Next, learn that woman care more for your personality, confidence, intellect, emotional maturity and such..than they do about the amount of melanin in your skin. Those who care about your race are not worth your attention. End of story. On that note, stop giving people reasons to believe that you are making an ass of yourself. I am so DONE with your 'threads' on this silly subject.


----------



## HappyHours (Sep 16, 2011)

I will not date an Indian woman period and they can date who they want, in my experience they try to ruin relationships of Indian men when they are trying to get with any other type of women. Grade A hypocrites. One Indian girl I know dating a White guy has tried her best to spread rumors about me and stop me from getting with a girl who is White. 

*I am not changing anything on my account. And MODS, I love HOW you give me an infarction for calling some user on here a prick yet when they endlessly corner me with their hatred and insults you simply stand there and act like nothing is happening. So much for being a welcoming site. I post a thread about interracial relationships and I get bombarded with hatred.

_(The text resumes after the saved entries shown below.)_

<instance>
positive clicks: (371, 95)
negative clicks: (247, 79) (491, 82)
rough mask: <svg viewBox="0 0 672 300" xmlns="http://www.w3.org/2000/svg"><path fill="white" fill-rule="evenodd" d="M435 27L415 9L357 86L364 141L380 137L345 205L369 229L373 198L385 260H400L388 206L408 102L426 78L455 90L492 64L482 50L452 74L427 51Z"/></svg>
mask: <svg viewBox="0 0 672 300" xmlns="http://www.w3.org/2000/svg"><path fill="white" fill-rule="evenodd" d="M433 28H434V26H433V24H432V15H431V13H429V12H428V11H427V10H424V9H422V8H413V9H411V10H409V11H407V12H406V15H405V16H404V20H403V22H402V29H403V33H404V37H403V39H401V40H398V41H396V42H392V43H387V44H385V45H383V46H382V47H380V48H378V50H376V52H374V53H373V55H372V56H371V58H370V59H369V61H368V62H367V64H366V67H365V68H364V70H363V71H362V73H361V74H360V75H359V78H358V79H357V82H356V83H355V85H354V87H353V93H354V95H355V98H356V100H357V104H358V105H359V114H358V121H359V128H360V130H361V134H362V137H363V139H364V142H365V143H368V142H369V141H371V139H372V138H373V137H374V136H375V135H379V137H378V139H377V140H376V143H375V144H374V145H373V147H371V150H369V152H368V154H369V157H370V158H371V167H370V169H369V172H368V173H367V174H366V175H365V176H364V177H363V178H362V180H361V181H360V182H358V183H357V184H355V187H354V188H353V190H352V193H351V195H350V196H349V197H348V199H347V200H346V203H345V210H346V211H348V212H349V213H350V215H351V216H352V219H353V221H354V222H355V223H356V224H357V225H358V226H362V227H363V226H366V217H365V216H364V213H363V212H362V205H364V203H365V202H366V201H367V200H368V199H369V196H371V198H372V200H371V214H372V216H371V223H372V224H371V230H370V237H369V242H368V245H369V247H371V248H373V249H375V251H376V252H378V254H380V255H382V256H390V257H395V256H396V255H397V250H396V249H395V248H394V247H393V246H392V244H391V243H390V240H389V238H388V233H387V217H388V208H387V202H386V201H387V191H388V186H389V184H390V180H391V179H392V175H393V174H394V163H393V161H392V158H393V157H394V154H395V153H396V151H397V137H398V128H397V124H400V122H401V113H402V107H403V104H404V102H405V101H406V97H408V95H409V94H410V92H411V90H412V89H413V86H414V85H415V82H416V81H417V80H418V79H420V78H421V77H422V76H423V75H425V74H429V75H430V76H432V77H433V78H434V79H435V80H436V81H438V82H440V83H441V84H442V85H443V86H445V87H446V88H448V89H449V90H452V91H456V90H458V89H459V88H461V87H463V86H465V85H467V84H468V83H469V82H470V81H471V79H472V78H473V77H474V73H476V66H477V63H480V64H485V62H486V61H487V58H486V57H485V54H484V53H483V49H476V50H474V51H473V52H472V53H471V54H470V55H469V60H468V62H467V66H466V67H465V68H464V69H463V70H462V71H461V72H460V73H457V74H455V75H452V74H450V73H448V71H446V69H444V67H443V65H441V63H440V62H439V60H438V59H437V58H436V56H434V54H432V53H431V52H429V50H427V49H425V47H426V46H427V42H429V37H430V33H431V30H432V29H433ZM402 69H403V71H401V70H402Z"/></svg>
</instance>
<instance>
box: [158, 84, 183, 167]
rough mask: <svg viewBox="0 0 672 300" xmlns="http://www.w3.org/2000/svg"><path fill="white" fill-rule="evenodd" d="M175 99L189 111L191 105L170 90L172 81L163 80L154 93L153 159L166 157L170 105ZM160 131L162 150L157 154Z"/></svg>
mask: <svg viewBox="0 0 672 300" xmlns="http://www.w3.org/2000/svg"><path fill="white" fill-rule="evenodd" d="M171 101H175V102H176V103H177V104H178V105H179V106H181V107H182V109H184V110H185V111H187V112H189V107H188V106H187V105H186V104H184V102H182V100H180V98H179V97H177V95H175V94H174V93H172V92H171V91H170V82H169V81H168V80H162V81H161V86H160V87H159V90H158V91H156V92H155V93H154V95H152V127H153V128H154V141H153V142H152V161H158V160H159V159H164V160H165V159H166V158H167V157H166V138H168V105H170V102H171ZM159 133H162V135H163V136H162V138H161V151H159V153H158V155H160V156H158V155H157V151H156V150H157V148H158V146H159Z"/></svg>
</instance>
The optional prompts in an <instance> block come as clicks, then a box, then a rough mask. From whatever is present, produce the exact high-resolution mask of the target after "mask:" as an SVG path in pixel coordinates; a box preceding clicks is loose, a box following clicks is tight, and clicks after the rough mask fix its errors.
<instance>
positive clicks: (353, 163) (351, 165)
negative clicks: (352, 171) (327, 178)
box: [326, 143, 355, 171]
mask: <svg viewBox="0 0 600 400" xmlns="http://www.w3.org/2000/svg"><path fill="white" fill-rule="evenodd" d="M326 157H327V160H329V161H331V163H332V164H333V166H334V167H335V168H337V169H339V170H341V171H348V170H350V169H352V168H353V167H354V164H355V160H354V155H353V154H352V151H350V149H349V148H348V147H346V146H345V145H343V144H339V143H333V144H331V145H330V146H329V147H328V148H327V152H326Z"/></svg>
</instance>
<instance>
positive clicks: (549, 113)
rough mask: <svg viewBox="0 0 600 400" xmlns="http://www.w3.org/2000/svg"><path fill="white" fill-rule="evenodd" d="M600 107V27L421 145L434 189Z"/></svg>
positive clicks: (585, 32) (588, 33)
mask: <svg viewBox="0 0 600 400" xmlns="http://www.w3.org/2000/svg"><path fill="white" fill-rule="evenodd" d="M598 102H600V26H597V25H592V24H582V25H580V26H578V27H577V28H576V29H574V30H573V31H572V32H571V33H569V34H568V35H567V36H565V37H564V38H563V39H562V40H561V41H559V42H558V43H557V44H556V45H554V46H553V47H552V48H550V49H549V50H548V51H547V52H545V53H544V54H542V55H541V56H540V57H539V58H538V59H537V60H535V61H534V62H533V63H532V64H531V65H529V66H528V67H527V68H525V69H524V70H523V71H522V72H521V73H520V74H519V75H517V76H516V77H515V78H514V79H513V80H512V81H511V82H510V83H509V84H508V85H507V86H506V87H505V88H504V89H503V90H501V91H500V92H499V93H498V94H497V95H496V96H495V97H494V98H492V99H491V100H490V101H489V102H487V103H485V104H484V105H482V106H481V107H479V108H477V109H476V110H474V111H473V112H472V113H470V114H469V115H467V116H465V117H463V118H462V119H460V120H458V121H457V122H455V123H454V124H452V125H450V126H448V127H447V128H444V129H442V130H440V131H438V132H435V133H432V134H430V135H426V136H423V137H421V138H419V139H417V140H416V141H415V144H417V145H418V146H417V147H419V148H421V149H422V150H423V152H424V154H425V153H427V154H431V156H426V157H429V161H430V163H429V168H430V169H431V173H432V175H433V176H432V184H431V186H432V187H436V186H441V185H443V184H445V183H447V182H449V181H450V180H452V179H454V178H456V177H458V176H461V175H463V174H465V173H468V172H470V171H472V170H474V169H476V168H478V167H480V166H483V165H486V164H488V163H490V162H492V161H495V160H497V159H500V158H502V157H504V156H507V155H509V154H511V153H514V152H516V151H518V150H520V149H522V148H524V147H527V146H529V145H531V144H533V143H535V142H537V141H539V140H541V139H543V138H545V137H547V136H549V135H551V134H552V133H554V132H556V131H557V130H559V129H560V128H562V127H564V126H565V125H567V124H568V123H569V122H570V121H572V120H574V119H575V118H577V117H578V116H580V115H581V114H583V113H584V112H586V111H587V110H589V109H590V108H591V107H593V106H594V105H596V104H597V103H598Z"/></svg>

Look, quit hiding the facts, race matters, don't believe me?

http://blog.okcupid.com/index.php/your-race-affects-whether-people-write-you-back/

Read that, look at the chart.

Look the proof is there. Sure there are "bright" women out there but lets be realistic, a large number of them are rare. Most women care about race, lets not run from that fact.

A white guy will initially have an advantage over my because I have olive skin and he has pale skin, mainly because people associate whites with good stereotypes.

we proved it here too

The Totem Pole Of Race Attractiveness » Roosh V

*Maybe you guys live in LALALAND or whatever but the issue is, color matters here in the "real world". 

I will get into an interracial relationship with a beautiful black, hispanic, asian, or White woman when I move to a bigger city and I will be the casanova I want to be because I know I have the potential to be one. I posted this thread for a general idea.


----------



## HappyHours (Sep 16, 2011)

I just overstayed my welcome here, I won't be coming back in a while or ever, I have a lot going on in my life, see you guys!


----------



## absent air (Dec 7, 2010)

> Bottom line, I am not dating an Indian girl, ever, I have been too scarred by them to even consider them for a relationship.


Lol, it's not like you have _any_ choice.


----------